L’évangéliste écarquillait ses yeux pâles sur un monde obscur et compliqué. Elle savait qu’elle avait raison ; mais elle sentait aussi qu’il était des choses qu’elle ne pouvait expliquer ni comprendre. Elle secoua la tête et dit simplement :

– Il n’y a de vérité qu’en le Christ !

Et après cela, elle ne trouva plus rien à dire. Elle mit une brochure pieuse sur une caisse, près du vieillard, entre ses outils, traversa la pièce et en posa une autre sur les genoux de Leah, et sortit.

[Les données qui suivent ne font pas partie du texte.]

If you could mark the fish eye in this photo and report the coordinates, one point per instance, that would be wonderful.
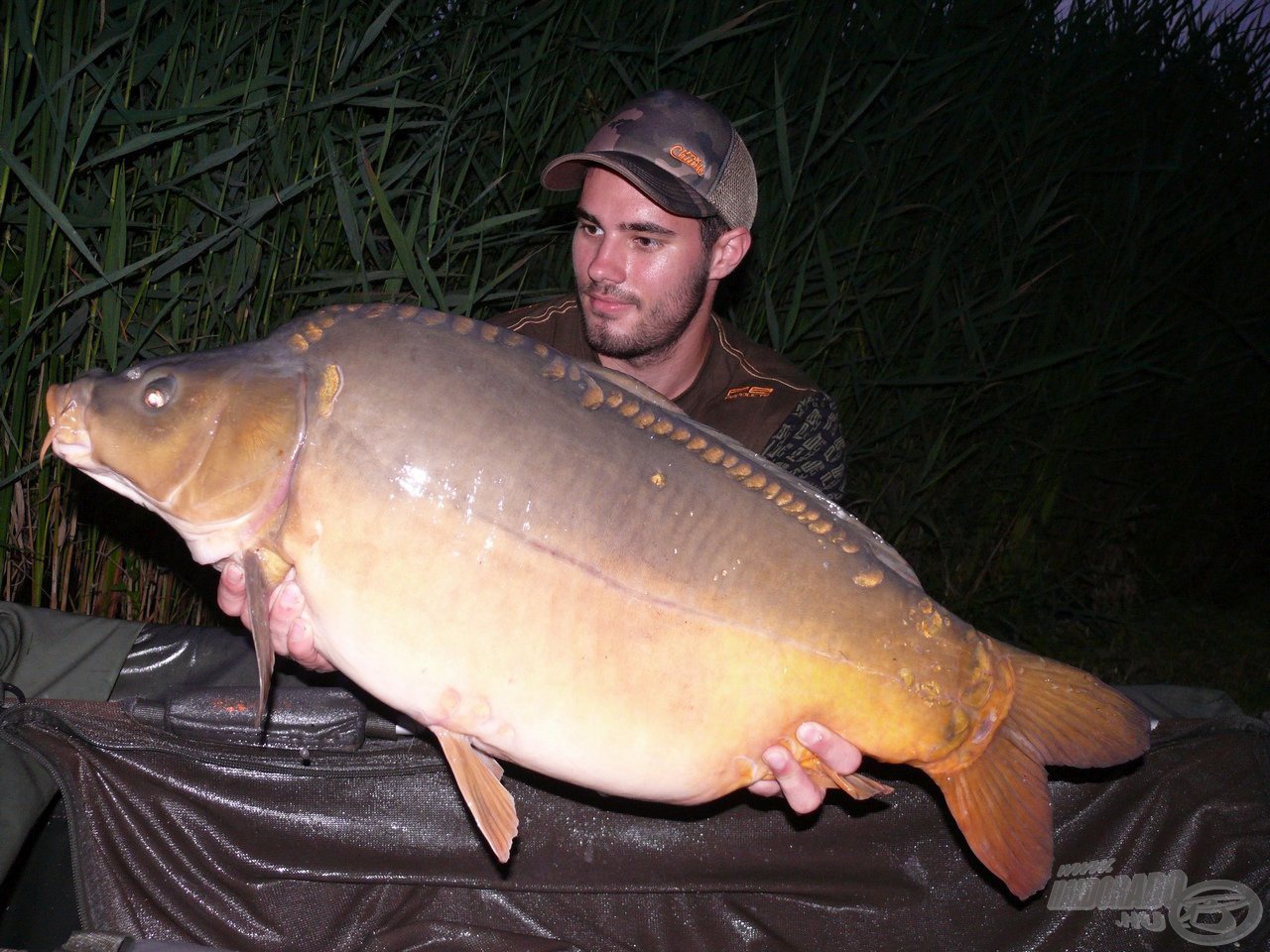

Longtemps encore retentirent sous le plafond bas les bruits du travail ; longtemps brûla la lumière qui annonçait à tous l’existence d’un vieil homme las pour qui l’heure du repos n’était pas encore venue, et chaque fois qu’il s’arrêtait un instant pour redresser son échine cassée ou se frotter les yeux, il se demandait lequel des sept enfants auxquels il avait donné la vie et qui l’avaient quitté, mènerait à bien la lourde tâche, atteindrait la certitude qui lui avait échappé. Serait-ce Benjamin qui était parti pour l’Amérique, où il gagnait beaucoup d’argent ? Serait-ce Lily ou bien Deborah, deux belles filles avisées et prudentes ? Un peu plus tard, il jeta un regard rapide vers le coin d’ombre où Leah s’était assoupie dans le grand fauteuil de cuir, la bouche ouverte mais respirant à peine, monstrueuse et pétrifiée, si peu semblable à une créature vivante qu’il semblait impossible qu’elle pût se réveiller jamais. Peut-être serait-ce celle-là, songea-t-il, qui trouverait le plus tôt la vérité !

Et il se dit que lui aussi, la trouverait bientôt, sans doute, et qu’ainsi sa grande faim serait apaisée.